European stocks hit a two-week low on Wednesday, as global markets were rattled by concerns of an imminent slowdown in the United States and weakness in the Chinese economy.
The pan-European STOXX 600 index fell 1%, with all major European markets down between 0.7% and 1%.
The STOXX volatility index rose to the highest since Aug. 9.
The losses tracked an overnight selloff in Wall Street’s main indexes, all of which recorded their biggest daily percentage declines since early August, with sentiment weakened by weak manufacturing data.
China’s manufacturing activity sank to a six-month low in August, weighing on luxury stocks in Europe such as LVMH Holdings, Richemont and Christian Dior.
“Fresh worries about the health of the global economy are gripping markets,” said Susannah Streeter, senior investment and markets analyst at Hargreaves Lansdown.
“We’ve got another snapshot from the services industry in China.
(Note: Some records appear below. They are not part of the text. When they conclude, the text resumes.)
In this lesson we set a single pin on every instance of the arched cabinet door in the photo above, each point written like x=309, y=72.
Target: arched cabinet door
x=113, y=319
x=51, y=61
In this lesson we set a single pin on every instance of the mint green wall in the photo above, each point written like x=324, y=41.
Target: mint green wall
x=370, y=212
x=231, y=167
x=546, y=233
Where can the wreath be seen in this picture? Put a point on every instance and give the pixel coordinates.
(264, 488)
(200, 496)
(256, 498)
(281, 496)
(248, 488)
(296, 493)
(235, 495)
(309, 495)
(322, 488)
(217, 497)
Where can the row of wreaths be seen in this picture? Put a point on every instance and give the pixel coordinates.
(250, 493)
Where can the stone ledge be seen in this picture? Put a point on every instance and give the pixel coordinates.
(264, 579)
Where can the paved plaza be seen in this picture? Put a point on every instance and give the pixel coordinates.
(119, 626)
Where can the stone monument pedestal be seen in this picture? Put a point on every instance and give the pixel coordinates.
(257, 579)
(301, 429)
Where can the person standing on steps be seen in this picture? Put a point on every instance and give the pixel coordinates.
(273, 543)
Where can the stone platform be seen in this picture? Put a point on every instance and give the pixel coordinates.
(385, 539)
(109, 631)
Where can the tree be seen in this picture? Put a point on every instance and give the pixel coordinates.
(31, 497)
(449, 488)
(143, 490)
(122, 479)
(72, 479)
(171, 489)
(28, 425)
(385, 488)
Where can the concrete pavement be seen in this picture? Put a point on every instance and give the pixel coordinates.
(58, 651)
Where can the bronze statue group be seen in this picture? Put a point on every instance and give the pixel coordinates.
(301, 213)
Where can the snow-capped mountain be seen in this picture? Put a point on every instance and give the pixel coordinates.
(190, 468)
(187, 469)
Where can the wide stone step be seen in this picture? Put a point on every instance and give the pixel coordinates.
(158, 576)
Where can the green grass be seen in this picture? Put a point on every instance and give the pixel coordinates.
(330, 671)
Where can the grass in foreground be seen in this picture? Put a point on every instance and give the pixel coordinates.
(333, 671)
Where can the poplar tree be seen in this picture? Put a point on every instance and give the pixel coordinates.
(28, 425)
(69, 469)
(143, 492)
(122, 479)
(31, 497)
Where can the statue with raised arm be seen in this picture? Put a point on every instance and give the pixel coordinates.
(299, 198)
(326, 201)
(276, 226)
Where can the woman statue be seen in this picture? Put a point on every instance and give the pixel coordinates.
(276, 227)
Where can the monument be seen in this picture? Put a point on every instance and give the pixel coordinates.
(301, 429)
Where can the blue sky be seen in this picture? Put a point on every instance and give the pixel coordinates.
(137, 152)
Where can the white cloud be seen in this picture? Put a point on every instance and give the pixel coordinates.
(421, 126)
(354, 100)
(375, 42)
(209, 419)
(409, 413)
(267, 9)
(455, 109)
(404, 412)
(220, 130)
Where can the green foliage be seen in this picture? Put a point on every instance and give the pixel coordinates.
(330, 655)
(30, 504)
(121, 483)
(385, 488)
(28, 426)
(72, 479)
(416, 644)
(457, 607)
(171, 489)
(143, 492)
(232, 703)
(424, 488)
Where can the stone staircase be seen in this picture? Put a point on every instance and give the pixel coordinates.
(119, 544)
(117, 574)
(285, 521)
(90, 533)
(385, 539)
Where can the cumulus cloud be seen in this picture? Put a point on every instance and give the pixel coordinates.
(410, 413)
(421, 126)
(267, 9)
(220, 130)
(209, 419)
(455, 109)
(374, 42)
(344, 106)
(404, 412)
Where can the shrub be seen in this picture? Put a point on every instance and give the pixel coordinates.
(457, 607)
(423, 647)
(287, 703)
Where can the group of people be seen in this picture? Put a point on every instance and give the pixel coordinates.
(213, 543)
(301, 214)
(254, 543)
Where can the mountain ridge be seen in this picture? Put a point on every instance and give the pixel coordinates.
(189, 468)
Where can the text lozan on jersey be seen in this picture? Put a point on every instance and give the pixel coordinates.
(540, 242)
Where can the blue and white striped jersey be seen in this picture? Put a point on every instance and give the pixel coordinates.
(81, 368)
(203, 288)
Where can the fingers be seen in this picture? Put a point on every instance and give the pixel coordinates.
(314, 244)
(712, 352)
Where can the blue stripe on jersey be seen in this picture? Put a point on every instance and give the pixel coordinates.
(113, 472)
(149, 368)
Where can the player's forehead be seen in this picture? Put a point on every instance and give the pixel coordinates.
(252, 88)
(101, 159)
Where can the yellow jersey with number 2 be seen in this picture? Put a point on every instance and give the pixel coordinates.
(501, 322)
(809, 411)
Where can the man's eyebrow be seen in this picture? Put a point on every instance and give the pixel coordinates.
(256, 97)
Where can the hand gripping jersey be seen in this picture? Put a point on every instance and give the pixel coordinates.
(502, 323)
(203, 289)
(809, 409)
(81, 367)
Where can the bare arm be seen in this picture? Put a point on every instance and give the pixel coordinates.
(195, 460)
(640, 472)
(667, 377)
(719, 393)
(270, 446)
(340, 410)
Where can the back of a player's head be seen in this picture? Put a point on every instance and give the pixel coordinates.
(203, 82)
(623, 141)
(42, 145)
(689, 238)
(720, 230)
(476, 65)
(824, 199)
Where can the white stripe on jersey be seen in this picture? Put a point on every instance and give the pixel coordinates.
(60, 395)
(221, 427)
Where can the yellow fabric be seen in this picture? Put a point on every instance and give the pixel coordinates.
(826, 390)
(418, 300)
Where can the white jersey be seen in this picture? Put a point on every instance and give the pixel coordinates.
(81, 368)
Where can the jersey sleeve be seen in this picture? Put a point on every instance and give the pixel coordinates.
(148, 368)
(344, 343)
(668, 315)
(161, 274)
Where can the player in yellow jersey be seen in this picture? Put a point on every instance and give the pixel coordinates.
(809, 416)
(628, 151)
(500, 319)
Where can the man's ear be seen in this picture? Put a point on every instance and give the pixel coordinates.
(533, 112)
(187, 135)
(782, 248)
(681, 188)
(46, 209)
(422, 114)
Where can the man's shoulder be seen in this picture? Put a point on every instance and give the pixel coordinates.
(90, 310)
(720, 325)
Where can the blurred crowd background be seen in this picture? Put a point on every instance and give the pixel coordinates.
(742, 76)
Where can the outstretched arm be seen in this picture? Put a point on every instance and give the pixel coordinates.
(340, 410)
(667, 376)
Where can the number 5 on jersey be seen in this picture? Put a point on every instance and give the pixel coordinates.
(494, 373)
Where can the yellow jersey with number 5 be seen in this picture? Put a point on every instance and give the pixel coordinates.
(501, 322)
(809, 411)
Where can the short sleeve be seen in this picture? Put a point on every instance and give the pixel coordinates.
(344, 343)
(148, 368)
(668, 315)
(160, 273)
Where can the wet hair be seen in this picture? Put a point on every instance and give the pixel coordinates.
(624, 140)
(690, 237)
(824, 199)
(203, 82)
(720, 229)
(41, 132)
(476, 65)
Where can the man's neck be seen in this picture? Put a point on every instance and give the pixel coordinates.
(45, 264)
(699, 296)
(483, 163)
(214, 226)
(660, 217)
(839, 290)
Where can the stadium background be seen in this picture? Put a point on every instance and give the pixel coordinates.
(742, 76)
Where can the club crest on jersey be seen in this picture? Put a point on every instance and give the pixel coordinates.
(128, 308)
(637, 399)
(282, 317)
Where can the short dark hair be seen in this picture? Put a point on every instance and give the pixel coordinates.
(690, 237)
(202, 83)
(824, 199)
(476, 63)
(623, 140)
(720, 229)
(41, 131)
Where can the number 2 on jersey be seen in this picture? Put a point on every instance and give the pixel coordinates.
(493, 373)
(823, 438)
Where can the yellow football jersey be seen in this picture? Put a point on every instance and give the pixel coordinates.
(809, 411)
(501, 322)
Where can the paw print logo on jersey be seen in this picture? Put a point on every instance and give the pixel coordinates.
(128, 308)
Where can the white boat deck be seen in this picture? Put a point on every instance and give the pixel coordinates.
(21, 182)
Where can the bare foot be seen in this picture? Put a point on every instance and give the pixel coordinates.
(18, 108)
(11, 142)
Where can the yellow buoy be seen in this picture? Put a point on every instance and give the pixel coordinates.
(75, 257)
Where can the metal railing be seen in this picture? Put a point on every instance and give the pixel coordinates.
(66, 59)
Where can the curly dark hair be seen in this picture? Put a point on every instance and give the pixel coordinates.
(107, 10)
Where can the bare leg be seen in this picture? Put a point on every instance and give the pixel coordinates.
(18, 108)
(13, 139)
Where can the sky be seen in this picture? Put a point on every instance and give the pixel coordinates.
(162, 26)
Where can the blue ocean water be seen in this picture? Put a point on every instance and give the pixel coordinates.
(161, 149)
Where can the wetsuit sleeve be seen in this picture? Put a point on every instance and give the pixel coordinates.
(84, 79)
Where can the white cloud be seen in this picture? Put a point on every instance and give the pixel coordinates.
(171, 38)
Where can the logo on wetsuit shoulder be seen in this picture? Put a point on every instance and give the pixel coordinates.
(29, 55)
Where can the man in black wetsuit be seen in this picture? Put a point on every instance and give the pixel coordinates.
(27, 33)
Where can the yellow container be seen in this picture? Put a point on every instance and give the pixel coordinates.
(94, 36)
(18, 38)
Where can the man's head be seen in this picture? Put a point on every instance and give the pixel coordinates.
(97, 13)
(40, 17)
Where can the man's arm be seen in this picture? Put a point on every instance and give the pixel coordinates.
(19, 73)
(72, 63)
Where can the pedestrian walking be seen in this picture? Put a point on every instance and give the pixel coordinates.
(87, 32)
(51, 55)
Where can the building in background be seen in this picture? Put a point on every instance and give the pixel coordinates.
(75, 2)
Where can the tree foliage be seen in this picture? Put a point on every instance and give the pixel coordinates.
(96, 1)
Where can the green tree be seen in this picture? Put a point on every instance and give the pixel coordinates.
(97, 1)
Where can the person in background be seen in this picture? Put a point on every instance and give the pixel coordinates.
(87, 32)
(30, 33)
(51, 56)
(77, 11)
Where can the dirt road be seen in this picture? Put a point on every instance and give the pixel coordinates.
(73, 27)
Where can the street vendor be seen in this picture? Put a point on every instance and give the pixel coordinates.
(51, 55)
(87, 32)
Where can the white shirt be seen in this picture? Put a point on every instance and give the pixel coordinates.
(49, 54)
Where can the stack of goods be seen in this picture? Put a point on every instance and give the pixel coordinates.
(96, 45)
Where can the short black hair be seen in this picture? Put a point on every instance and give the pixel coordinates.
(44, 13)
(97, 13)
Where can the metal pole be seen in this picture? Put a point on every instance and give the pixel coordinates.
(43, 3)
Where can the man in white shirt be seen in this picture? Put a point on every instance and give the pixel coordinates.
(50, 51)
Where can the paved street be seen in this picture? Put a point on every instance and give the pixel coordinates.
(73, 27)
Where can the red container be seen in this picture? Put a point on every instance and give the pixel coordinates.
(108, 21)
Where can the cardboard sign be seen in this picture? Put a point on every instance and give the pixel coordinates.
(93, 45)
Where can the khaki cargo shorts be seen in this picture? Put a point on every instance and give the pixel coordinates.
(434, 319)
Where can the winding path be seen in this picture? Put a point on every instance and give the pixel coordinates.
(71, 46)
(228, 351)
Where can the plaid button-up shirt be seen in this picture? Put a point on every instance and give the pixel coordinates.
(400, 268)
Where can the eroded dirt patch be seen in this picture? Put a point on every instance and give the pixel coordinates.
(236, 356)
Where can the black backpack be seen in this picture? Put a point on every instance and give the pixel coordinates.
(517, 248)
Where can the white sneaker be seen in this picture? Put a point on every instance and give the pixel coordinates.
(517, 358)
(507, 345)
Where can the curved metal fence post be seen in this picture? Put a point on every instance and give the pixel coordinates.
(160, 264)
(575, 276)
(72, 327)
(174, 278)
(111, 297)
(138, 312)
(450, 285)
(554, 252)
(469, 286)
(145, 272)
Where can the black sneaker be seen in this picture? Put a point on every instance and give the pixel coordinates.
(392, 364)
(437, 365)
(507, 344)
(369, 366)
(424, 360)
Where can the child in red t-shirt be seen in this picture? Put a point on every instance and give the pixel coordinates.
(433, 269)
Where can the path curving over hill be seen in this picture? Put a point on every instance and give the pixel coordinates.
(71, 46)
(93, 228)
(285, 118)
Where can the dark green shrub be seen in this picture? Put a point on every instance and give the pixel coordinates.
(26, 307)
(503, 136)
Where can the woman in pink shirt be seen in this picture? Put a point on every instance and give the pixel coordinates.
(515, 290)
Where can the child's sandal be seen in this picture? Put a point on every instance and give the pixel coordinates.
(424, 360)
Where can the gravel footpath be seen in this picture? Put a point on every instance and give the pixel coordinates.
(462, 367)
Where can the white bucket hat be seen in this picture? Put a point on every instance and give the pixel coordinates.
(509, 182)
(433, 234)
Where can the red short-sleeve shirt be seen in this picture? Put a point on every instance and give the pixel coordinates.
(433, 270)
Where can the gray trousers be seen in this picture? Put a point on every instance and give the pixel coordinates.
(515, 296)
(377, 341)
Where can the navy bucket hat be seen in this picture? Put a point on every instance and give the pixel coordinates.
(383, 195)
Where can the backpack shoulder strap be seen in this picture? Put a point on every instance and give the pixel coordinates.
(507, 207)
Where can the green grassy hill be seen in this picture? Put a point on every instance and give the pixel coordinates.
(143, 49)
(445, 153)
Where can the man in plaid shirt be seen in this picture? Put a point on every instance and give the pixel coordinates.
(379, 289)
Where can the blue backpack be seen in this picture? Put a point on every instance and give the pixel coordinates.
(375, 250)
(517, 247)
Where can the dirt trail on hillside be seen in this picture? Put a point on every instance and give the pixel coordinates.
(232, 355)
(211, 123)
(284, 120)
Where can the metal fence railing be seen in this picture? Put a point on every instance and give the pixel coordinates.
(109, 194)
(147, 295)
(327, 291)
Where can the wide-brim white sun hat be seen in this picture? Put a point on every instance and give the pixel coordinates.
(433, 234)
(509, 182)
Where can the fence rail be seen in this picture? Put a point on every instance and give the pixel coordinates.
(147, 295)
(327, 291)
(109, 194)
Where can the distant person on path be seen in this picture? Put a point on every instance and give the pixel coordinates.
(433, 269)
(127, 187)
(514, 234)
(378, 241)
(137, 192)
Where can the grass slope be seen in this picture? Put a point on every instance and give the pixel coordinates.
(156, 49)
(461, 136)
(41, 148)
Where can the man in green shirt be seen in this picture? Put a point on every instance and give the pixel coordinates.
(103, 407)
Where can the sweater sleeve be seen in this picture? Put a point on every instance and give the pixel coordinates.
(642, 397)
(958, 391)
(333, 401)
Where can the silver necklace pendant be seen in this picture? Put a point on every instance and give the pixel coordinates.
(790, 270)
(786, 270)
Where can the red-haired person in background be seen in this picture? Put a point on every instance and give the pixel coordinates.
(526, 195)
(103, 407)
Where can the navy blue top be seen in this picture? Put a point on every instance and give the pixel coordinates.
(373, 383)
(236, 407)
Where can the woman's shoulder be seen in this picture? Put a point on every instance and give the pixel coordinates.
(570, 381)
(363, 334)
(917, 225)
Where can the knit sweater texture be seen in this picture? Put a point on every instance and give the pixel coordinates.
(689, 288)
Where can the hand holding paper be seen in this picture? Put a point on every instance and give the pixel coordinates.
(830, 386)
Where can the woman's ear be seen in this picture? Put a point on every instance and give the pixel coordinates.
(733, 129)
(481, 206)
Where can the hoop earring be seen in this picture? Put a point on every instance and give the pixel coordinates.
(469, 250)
They disappointed again with new order growth easing off and that’s added to the pessimism to some extent and also obviously the big tech wobble is causing concern.”
Despite the selling pressure, European equities were 7.5% higher for the year as prospects of lower borrowing costs in 2024 have kept the markets afloat.
On the day, semiconductor companies were the top losers, with ASML Holdings falling nearly 5% as UBS downgraded the stock and tracking a rout in Nvidia’s stock on Tuesday.
European shares fall as US data rekindles growth worries
In economic data, euro zone business activity received a boost from France hosting the Olympic Games last month but the malaise in the bloc is likely to return once the Paralympics wraps up as underlying demand remains weak.
Growth in Germany’s services sector slowed for a third consecutive month in August, a survey showed on Wednesday, in a further sign that Europe’s biggest economy is losing steam.
Germany’s benchmark DAX index was down 0.8%.
July producer prices data at 0900 GMT will shed more light on the region’s outlook for interest rates.
Among individual movers, Commerzbank slid 2.5% after the German government said on Tuesday it intends to reduce its stake in the lender.
Barratt fell 2.1% after the British housebuilder said housing demand continues to be sensitive to mortgage affordability after it posted a 56% slump in its annual profit.
Direct Line Insurance Group declined 1.5% after the British insurer missed expectations for its half-year operating profit as it struggles to reinvigorate its business, particularly its motor insurance arm.